Keunggulannya terletak pada kemampuan menggunakan kedua kaki, kecerdasan mencari ruang, dan kreativitas tinggi. Kekurangannya, fisik yang belum sepenuhnya matang untuk laga intens di Premier League. Namun, di bawah Pep Guardiola, perkembangan Cherki diyakini akan lebih cepat.

Pertanyaan terbesar bukan lagi soal kreativitas lini depan, melainkan bagaimana City menutup kelemahan pertahanan yang musim lalu membuat mereka kehilangan gelar.

Chelsea: Palmer Tetap Andalan, Estevão Jadi Harapan

Chelsea sejauh ini masih bergantung pada Cole Palmer sebagai motor serangan. Sejak datang dari Manchester City seharga Rp781 miliar, Palmer mengoleksi 74 kontribusi gol dari 101 pertandingan serta mempersembahkan trofi Piala Dunia Antarklub dan Conference League.

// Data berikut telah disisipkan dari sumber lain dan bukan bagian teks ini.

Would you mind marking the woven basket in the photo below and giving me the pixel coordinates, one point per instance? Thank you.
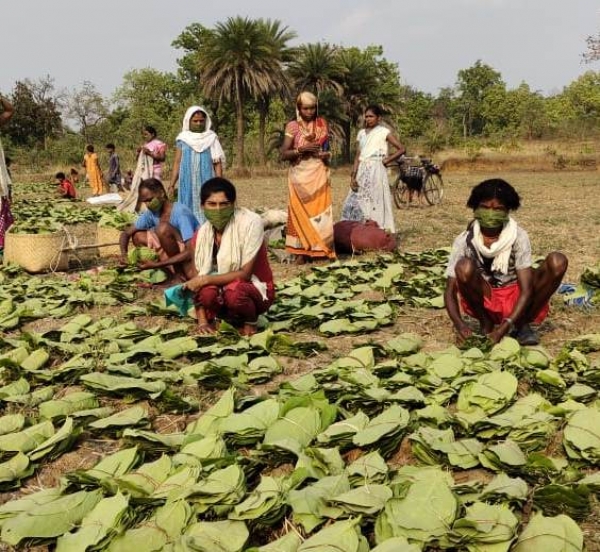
(36, 252)
(82, 235)
(106, 235)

Namun, performanya sempat menurun saat dimainkan sebagai nomor 10. Palmer lebih berbahaya ketika ditempatkan di sayap kanan, seperti yang terbukti di final Piala Dunia Antarklub melawan PSG.

Karena itu, peran Estevão, bintang muda 18 tahun asal Brasil, bisa semakin besar. Ia mampu bermain di posisi tengah maupun kanan, memberi opsi tambahan bagi pelatih Enzo Maresca. Kunci sukses Chelsea musim ini adalah bagaimana Maresca mengembalikan Palmer ke performa terbaik sekaligus memberi ruang bagi Estevão untuk berkembang.

Liverpool: Rekor Transfer yang Butuh Waktu

Liverpool memecahkan rekor transfer Inggris dengan membeli Florian Wirtz dari Bayer Leverkusen senilai Rp2,27 triliun. Meski gemilang di Bundesliga, adaptasi ke Premier League ternyata tidak mudah.

Di Jerman, Wirtz bebas bergerak di lini tengah dalam sistem 3-4-3, sementara di Liverpool ia dituntut bermain lebih klasik sebagai nomor 10. Perubahan ini membuat performanya belum stabil. Namun, pelatih Arne Slot punya waktu untuk menemukan cara terbaik memaksimalkan potensinya.

Jika Wirtz bisa mencapai levelnya di Leverkusen, Liverpool akan memiliki peluang besar merebut kembali gelar liga ke Anfield.

Arsenal: Pulangnya Sang Anak Hilang

Arsenal mendatangkan kembali Eberechi Eze dari Crystal Palace dengan harga Rp1,32 triliun. Walau debutnya berakhir dengan kekalahan melawan Liverpool, Eze diyakini mampu menjadi faktor pembeda.

Tantangannya adalah posisi favoritnya di tengah sudah dikuasai Martin Ødegaard, kapten tak tergantikan. Akibatnya, Eze kemungkinan ditempatkan di sayap kiri. Namun, hal ini justru membuka kesempatan Arsenal memainkan “box midfield” bersama Ødegaard, Declan Rice, dan Martin Zubimendi.

Dengan strategi ini, Bukayo Saka akan mendapat lebih banyak ruang di sisi kanan. Jika Mikel Arteta berhasil memadukan Eze dengan kekuatan skuad yang semakin dalam, Arsenal berpotensi bukan hanya jadi kandidat juara liga, melainkan juga penantang serius di Liga Champions.

Siapa yang Paling Menentukan?

Melihat susunan gelandang serang Big Six musim ini, sulit menentukan siapa yang benar-benar “paling mematikan”. Tottenham berani dengan investasi besar, United masih bergantung pada sistem, City menemukan pewaris De Bruyne, Chelsea berharap pada kombinasi Palmer dan Estevão, Liverpool mengandalkan rekor transfer Wirtz, sementara Arsenal percaya pada kembalinya Eze.

Semua cerita ini menunjukkan bahwa gelandang serang bukan sekadar pelengkap, melainkan nyawa permainan yang bisa menentukan jalannya perebutan gelar Premier League. Musim ini, pemenang mungkin akan ditentukan oleh siapa yang punya maestro lini tengah paling konsisten.